# STEROIDS FORUM > ANABOLIC STEROIDS - QUESTIONS & ANSWERS > EDUCATIONAL THREADS >  Guys that want to gain 25+lbs per cycle.

## HawaiianPride.

This will come in handy to all the 20,000 kids we get on a day to day basis looking to juice up when they are clearly not ready and are completely uneducated on the correct usage of Anabolic Steroids .

Enjoy the read, and use these tools to help better yourselves in the now, and in the future for your sake.




*"Here’s some info for guys who want to gain 20-25lbs on a cycle.*


Everyone wants to know how to gain high poundages on a cycle. We’ve all got a “friend” in a gym somewhere that gained 25lbs on his last cycle and we want to do the same. We ask ourselves…What is his secret? Is the juice he’s taking that good? Is it a good diet in conjunction with the test.. is that what is responsible?
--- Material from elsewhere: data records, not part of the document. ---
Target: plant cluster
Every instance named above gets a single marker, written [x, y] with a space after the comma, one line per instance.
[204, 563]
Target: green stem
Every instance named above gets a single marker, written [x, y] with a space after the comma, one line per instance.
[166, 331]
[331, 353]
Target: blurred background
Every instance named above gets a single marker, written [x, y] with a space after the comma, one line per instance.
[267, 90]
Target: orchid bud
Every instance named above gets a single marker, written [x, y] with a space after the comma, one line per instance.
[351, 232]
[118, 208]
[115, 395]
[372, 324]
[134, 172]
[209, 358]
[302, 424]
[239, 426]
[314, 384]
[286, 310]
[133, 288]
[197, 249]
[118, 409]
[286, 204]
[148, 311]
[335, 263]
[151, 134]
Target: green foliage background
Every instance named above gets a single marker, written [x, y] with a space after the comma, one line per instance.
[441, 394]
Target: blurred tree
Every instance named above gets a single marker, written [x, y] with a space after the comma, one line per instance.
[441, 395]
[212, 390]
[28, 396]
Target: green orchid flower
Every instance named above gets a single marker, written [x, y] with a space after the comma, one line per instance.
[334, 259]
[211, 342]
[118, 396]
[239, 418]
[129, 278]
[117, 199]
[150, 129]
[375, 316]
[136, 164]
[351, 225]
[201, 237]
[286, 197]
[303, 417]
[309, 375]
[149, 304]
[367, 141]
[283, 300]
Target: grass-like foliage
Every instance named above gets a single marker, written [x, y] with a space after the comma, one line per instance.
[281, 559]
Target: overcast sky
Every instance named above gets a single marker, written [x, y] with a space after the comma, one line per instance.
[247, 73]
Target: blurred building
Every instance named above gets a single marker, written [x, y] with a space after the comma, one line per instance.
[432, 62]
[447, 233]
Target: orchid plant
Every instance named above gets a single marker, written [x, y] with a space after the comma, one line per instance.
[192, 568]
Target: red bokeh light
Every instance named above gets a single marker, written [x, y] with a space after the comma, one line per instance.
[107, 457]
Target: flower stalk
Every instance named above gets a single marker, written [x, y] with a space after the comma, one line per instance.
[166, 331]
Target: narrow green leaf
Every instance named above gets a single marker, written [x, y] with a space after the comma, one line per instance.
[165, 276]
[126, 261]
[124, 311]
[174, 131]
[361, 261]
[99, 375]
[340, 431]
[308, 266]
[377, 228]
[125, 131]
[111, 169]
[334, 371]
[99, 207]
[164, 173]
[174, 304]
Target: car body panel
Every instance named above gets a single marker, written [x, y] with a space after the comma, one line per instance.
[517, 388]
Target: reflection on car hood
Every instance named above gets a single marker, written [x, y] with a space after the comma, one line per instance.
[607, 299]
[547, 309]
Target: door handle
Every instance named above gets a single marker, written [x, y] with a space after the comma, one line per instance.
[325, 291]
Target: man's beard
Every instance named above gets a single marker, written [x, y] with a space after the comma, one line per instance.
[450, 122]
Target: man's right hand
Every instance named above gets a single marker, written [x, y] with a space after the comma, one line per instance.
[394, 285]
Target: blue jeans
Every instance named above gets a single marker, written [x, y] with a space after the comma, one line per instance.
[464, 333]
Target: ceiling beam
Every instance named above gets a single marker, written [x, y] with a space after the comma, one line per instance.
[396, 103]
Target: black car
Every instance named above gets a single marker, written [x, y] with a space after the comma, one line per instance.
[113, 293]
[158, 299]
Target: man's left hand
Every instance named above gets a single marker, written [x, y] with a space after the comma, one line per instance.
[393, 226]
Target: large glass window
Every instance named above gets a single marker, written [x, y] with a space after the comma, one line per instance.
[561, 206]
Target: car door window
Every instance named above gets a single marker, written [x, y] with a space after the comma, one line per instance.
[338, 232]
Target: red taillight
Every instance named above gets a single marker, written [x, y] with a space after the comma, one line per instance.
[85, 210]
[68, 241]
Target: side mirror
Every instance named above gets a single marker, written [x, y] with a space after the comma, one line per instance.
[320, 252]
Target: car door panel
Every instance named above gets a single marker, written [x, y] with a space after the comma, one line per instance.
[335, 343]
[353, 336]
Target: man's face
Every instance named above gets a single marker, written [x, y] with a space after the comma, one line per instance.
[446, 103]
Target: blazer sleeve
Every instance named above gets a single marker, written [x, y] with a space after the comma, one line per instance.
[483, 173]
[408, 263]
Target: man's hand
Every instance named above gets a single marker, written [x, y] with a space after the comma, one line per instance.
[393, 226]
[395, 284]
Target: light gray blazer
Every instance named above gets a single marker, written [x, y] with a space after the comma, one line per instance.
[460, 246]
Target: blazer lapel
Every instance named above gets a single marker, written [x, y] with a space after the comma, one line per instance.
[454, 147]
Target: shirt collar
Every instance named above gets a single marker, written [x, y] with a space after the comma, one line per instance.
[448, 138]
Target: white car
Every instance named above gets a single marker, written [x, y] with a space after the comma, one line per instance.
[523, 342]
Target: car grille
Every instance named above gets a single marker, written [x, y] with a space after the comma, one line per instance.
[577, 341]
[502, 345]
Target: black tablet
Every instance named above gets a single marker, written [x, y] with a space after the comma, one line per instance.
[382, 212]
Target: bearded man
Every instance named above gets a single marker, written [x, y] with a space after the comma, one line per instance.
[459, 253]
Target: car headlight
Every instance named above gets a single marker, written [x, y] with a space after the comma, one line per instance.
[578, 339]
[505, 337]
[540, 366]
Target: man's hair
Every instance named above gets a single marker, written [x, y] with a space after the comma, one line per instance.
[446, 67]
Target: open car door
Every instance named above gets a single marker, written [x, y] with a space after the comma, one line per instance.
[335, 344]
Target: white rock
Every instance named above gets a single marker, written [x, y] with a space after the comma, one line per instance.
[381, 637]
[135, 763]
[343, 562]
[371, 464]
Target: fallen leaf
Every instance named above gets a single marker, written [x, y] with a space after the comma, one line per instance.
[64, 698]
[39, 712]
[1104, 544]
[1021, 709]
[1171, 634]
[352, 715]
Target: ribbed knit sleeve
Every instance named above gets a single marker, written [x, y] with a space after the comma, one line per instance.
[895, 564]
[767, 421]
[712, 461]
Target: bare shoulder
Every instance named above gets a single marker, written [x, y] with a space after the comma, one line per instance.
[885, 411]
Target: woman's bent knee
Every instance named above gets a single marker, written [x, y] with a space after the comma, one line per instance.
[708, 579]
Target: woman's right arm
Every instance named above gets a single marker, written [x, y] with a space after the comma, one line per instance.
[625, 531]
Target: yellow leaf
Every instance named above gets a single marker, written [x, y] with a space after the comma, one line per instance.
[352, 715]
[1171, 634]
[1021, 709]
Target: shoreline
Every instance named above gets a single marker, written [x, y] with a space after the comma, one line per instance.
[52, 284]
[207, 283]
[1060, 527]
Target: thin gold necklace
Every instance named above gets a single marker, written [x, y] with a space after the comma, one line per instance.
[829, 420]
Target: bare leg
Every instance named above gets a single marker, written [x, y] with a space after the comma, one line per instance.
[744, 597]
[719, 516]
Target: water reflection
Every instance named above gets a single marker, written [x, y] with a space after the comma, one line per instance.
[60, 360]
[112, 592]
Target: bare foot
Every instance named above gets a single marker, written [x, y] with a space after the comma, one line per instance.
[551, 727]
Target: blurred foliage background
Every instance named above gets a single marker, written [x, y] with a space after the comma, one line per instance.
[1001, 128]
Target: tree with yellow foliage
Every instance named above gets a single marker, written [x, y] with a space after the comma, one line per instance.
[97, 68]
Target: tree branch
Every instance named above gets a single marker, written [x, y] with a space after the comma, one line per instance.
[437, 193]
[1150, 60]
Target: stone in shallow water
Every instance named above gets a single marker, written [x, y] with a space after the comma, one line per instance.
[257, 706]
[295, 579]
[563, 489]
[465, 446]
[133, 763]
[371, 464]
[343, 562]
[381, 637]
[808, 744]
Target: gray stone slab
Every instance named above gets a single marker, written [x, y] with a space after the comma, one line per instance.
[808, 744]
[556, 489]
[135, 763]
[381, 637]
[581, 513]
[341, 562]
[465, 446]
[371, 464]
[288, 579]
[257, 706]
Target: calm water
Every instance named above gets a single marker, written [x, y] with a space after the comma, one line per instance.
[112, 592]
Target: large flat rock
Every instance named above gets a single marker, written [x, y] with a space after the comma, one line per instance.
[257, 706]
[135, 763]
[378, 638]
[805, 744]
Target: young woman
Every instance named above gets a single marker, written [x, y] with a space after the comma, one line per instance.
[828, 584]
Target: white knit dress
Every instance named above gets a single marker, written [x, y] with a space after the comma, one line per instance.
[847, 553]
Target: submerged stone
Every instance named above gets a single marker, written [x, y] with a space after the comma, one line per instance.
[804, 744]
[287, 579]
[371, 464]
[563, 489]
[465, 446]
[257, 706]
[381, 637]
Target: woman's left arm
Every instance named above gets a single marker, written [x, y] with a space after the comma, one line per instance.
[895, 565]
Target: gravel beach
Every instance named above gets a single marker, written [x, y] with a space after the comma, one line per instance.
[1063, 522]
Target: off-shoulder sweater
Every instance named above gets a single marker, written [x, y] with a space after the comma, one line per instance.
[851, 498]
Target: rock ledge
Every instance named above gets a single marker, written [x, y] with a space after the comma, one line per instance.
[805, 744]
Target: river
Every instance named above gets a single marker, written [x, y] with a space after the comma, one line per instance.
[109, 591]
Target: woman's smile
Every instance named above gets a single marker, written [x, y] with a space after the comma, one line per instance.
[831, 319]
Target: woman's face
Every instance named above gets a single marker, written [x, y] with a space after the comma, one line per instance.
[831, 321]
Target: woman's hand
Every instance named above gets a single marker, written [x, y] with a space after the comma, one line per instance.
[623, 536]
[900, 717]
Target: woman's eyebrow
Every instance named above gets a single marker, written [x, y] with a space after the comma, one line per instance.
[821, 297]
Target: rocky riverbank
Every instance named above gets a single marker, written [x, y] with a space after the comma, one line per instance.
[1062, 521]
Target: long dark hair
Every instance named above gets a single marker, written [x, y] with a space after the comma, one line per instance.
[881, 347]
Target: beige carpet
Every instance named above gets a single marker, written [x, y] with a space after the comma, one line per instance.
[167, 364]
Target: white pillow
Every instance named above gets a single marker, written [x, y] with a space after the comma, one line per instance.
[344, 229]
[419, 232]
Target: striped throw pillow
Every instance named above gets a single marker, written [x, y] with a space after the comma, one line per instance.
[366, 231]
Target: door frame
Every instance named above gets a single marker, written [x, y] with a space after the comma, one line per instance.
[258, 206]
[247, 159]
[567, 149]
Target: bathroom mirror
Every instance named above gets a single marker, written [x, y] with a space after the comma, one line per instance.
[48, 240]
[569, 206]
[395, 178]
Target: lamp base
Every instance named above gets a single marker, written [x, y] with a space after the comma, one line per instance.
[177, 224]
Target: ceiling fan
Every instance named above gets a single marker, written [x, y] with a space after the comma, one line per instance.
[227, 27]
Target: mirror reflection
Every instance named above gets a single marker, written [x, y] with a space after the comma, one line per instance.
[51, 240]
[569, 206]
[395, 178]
Well, here’s the answer.. NO, his particular anabolic compound of choice be it Sustanon , Winstrol , Dbol , Tren , etc… isn’t so great that whoever takes one of those compounds will grow.. nor is his diet so “on” that he will gain more than us.

Here’s the truth.. and some of you won’t like it.. Some of you may even get pissed off.. The reason these guys grow so much on their cycles is because they shouldn’t even be using steroids to begin with… And that’s the truth… That may sound a bit confusing.. yes? Well allow me to elaborate…

You take a 20 yr old male. He has been lifting on and off for six months or so… He’s about 6 foot tall maybe a little shorter.. 5’10” or so.. He weighs about 165lbs.. He’s got a little bit of definition.. nothing big.. when his shirt is off people can tell he’s been working out.. He decides one day that he wants to take steroids, He sees the really big guys in the gym and he wants to be like them right now.. he doesn’t want to wait any longer.. in his mind six months has been long enough.. So he gets on the internet.. he finds a message board similar to this one.. he reads a little .. finds a hook up.. and decides to run 250mg of test and 300mg of deca for two months and ends up weighing around 185 or 190.. All of his friends are amazed.. he’s amazed He’s put on some size.. he looks like a weight lifter.. he doesn’t look like someone who could compete.. but he looks like he’s finally arrived on the Body building scene… His closest friends are so impressed that they want to run the exact same cycle .. He tells them exactly what he did.. how he ate etc… Now, a few months go by.. all of a sudden the kid is back to around 165 maybe 170.. He thinks.. “Oh man.. I’ve got to get back on cycle.. I need those drugs to be big.. if I don’t.. I just can’t grow… Steroids require that I stay on all the time to maintain the kind of size that I want”… I guess that’s what he has to do; huh; stay on all the time?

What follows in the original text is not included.